Wann werden solche Verzichtsverträge abgeschlossen?

Wenngleich der Verzicht dem gesetzlichen Regelmodell nach ohne jedwede Gegenleistung vorgesehen ist, erfolgt ein Verzicht in der Praxis zumeist nicht aus altruistischen Motiven. Manchmal ist es der bloße Druck der Eltern oder des Ehegatten, damit ein solcher Verzicht vermeintlich freiwillig und ohne Gegenleistung abgegeben wird. Nicht selten kann ein solcher Verzichtsvertrag aber eine gute Lösung für den künftigen Erblasser und den Verzichtenden sein. Nämlich dann, wenn der Erblasser seine Nachfolge unabhängig von den gesetzlichen Erben bzw. Pflichtteilsberechtigten planen will und wenn der Verzichtende als Gegenleistung einen angemessenen Geldbetrag erhält, den er dann bereits heute und nicht erst beim Tod des künftigen Erblassers verwenden kann. Insbesondere im Rahmen der Unternehmensnachfolge sind Pflichtteilsverzichtsverträge oftmals nahezu unerlässlich. Schließlich finden sich Pflichtteilsverzichte häufig, wenn bereits geschiedene Ehegatten erneut heiraten und das Vermögen eher an die Kinder aus der ersten Ehe gehen soll (sog. Patchwork-Familie).

Was ist sinnvoller: Erbverzicht oder Pflichtteilsverzicht?

Ein Erbverzicht ist in der Regel unnötig und in manchen Fällen sogar kontraproduktiv. Denn er schließt den Verzichtenden von der gesetzlichen Erbfolge aus, was damit zu einer Erhöhung der Erb- und damit auch Pflichtteilsquote der übrigen gesetzlichen Erben führt. Will man einen von diesen später aber enterben, kann dies sehr nachteilig sein.

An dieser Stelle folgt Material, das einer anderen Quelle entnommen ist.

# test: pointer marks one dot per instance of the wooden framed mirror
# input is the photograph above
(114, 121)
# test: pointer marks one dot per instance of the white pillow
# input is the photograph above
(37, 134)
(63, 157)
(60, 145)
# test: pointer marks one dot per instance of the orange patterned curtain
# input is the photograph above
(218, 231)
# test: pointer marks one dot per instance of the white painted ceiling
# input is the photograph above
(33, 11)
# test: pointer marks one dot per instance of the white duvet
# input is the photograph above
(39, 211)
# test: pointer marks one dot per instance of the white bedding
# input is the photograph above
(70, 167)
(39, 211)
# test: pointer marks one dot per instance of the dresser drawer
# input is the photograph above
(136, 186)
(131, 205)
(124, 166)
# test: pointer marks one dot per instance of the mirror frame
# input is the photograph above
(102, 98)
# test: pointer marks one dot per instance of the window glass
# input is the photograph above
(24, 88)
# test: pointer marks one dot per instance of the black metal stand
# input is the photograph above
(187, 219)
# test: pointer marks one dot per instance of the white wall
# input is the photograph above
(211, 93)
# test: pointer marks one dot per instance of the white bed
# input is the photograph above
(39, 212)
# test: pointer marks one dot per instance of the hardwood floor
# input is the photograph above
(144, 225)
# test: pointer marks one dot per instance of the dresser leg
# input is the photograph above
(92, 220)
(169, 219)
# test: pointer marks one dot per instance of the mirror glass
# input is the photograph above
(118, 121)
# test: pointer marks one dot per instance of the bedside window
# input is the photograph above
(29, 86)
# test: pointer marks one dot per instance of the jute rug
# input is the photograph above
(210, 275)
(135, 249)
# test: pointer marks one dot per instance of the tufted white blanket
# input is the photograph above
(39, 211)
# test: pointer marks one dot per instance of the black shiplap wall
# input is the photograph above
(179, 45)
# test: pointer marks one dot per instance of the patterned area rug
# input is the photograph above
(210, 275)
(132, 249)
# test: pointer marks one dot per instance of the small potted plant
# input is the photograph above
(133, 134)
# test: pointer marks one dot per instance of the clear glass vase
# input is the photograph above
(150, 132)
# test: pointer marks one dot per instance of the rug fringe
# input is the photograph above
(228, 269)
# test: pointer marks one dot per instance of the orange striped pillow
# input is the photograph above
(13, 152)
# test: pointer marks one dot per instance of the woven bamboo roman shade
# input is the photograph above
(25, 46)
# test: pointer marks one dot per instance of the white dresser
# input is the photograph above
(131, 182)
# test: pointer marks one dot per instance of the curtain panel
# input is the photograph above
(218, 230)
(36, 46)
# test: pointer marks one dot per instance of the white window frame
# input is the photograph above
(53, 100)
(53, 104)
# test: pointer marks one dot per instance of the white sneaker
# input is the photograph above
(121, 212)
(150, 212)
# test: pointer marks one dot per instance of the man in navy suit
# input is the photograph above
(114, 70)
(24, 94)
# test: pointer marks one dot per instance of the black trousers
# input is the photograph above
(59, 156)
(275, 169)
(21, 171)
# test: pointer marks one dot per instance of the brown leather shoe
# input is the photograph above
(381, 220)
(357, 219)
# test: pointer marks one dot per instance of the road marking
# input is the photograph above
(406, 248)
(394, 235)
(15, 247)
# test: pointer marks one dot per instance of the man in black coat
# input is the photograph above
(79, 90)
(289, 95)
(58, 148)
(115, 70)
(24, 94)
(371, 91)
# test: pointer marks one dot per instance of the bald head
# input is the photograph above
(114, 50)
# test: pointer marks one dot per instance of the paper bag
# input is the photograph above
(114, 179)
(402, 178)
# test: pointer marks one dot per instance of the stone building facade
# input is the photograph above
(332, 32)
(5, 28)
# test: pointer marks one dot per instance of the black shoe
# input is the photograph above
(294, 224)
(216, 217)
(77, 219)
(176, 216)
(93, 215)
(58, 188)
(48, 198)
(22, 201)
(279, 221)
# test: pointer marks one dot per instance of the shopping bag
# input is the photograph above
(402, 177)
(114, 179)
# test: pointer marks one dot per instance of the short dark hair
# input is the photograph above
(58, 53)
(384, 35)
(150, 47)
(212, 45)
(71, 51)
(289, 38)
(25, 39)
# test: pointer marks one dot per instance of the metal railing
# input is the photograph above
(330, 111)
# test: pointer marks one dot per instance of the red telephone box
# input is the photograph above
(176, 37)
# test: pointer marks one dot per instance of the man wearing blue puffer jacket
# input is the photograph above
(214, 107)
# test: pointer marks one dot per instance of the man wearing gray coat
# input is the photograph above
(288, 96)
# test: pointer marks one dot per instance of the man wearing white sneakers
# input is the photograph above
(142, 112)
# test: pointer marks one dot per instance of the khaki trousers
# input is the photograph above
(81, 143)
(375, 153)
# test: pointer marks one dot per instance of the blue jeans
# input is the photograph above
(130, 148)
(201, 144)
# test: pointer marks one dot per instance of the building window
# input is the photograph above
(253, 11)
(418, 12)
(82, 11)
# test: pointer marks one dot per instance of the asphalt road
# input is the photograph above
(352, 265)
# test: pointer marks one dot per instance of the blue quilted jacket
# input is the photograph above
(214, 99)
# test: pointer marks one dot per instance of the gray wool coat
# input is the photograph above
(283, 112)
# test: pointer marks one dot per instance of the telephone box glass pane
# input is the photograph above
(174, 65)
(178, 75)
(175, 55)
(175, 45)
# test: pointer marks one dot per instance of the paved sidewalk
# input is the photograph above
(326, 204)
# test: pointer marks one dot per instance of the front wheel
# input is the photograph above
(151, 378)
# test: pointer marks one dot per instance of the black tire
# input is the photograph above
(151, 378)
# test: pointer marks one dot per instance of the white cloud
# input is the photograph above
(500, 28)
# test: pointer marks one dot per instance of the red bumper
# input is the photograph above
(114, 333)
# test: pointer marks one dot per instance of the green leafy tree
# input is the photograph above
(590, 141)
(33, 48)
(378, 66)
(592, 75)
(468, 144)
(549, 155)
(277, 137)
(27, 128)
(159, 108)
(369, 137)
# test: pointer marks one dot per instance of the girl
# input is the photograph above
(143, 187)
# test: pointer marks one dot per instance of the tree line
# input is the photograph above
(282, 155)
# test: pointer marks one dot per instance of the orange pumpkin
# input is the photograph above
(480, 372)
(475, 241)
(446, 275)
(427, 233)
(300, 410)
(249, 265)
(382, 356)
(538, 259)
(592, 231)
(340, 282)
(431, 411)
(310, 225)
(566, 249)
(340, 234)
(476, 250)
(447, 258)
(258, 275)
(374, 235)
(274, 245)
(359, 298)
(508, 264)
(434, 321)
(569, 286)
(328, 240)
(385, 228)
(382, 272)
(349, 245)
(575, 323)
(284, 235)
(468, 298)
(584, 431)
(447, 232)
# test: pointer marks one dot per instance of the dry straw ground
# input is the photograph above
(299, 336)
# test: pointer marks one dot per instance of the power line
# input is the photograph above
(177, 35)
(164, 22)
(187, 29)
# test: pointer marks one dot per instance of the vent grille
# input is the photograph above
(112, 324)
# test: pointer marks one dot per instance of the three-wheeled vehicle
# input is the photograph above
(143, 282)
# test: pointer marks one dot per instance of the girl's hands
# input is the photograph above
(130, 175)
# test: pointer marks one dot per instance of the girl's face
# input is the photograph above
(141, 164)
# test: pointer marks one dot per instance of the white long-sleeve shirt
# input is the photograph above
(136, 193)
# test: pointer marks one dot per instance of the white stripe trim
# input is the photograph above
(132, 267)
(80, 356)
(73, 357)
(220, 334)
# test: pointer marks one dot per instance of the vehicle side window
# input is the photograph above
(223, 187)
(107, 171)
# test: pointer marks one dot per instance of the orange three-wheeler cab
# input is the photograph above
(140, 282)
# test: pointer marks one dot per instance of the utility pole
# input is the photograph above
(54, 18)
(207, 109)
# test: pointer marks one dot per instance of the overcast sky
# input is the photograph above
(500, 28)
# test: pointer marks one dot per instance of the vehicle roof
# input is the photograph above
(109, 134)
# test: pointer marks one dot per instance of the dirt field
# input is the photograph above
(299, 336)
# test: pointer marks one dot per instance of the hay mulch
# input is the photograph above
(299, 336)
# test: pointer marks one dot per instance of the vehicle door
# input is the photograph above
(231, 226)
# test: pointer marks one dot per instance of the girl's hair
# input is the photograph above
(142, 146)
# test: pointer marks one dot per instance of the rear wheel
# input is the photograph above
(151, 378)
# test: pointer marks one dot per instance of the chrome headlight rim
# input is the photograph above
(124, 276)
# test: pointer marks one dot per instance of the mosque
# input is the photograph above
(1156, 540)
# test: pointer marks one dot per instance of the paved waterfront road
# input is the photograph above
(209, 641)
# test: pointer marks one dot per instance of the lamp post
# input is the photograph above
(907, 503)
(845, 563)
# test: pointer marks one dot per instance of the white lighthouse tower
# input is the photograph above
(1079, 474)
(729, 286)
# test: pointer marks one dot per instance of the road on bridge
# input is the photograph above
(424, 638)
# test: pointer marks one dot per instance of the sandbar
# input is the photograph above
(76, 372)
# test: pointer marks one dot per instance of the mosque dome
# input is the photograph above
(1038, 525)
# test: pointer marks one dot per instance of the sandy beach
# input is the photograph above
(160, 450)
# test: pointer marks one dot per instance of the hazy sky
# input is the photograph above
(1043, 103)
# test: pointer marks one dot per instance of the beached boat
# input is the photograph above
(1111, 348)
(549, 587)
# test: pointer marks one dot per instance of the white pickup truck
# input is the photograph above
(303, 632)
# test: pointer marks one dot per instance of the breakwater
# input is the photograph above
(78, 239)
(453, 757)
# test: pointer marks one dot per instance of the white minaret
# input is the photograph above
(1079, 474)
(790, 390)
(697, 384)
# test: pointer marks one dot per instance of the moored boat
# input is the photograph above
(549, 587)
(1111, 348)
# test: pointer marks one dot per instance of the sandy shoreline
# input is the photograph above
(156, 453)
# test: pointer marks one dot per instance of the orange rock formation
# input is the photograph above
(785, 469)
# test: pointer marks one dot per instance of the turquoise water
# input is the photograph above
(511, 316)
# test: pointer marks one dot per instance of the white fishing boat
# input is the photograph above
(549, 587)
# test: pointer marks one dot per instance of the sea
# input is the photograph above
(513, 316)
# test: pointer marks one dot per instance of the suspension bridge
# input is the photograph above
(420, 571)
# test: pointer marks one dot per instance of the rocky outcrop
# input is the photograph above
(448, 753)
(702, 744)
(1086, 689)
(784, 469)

Zumeist reicht also ein Pflichtteilsverzicht in Verbindung mit einem entsprechenden Testament, durch das die verzichtende Person von der Erbfolge ausgeschlossen wird.

Zunächst einmal: Eine Anfechtung eines Erb- oder Pflichtteilsverzichts etwa wegen arglistiger Täuschung oder Drohung ist natürlich möglich. Diese Fälle sind aber extrem selten und sollen hier auch nicht behandelt werden. Ob darüber hinaus Anfechtungen wegen eines Irrtums möglich sind, etwa weil der Verzichtende eine klare Vorstellung von dem Wert oder der Zusammensetzung des Vermögens des Erblassers hat, ist stets eine Frage des Einzelfalls und auch abhängig davon, wie der Verzichtsvertrag formuliert wurde.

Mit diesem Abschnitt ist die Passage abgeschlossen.